6時間目の授業、それからホームルームが終わったあと。

放課後の騒がしい雰囲気に変わった教室内で、その声は一際目立っていた。

それはわたしの左隣の席の横峰くんが発したもので、席に着いたまま帰り支度をしていた身体がびくりと震える。

隣を見ると、横峰くんが座ったまま机にしがみついていた。
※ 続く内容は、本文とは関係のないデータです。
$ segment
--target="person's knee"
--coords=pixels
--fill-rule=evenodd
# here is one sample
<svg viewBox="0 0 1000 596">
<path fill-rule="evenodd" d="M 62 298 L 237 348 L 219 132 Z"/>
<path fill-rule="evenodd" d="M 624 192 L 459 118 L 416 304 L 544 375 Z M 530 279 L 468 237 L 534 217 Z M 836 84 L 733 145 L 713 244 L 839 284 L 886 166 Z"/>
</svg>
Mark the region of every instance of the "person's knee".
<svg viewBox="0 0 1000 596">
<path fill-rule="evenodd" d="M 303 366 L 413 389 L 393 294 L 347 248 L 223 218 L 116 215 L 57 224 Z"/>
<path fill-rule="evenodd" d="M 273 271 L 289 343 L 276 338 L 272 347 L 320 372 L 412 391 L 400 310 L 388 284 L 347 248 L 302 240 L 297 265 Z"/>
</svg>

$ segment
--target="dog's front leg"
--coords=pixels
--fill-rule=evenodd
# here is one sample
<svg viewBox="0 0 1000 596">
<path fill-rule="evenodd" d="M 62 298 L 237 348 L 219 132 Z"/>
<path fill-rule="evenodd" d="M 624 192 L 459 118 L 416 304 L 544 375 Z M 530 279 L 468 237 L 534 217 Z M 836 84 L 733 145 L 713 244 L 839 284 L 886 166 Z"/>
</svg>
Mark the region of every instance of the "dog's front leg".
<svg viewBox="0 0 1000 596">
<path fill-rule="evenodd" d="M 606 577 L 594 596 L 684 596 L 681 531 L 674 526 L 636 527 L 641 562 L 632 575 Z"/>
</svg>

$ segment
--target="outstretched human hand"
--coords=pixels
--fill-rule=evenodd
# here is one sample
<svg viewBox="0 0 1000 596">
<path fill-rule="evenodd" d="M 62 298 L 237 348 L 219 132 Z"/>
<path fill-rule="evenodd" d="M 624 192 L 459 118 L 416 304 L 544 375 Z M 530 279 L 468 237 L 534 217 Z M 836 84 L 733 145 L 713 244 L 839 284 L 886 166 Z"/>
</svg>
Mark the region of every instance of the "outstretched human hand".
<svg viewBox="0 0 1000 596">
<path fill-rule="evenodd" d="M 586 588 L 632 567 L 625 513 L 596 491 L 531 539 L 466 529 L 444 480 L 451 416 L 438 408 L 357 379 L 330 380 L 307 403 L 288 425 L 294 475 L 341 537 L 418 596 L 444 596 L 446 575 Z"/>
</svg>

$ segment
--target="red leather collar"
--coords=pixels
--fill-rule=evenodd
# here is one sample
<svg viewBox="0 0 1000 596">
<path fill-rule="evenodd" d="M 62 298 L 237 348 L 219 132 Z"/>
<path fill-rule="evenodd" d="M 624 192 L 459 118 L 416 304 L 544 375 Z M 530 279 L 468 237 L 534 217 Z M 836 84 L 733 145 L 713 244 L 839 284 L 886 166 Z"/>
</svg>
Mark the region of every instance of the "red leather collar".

その表情はげっそりしている。

そのわりにさっきの声は、無駄に大きくて元気だったけど。

横峰くんの項垂れている頭を、茉理ちゃんがパシンッと叩く。


「なーに駄々こねてんの! さっさっと部活行くわよ!」

「茉理は鬼か! ちょっとは走る俺らの気持ちも考えてみろって! 今日はあの坂道ダッシュの日なんだぞ!? そんな日は部活行く気も失せるんだよぉぉぉぉ!」


横峰くんの嘆いた声は、無駄にエコーがかかって響いた。

そのあまりにも必死な思いは、教室に残っていた人達にくすくすと笑われていた。

わたしは情けの思いから苦笑いで留める。


横峰くんは、ナツくんと同じ野球部だ。
バッターとしてよく活躍しているみたいで、この前の大会では2本ホームランを打ったらしい。

その成果はナツくん同様に注目を集めているらしく、あの新聞記事でも紹介されていた。
残念ながら紹介の仕方は、ナツくんより雑だったようにも思えるけど。

そしてそんな横峰くんを、野球部マネージャーの茉理ちゃんは容赦なく叩き起こした。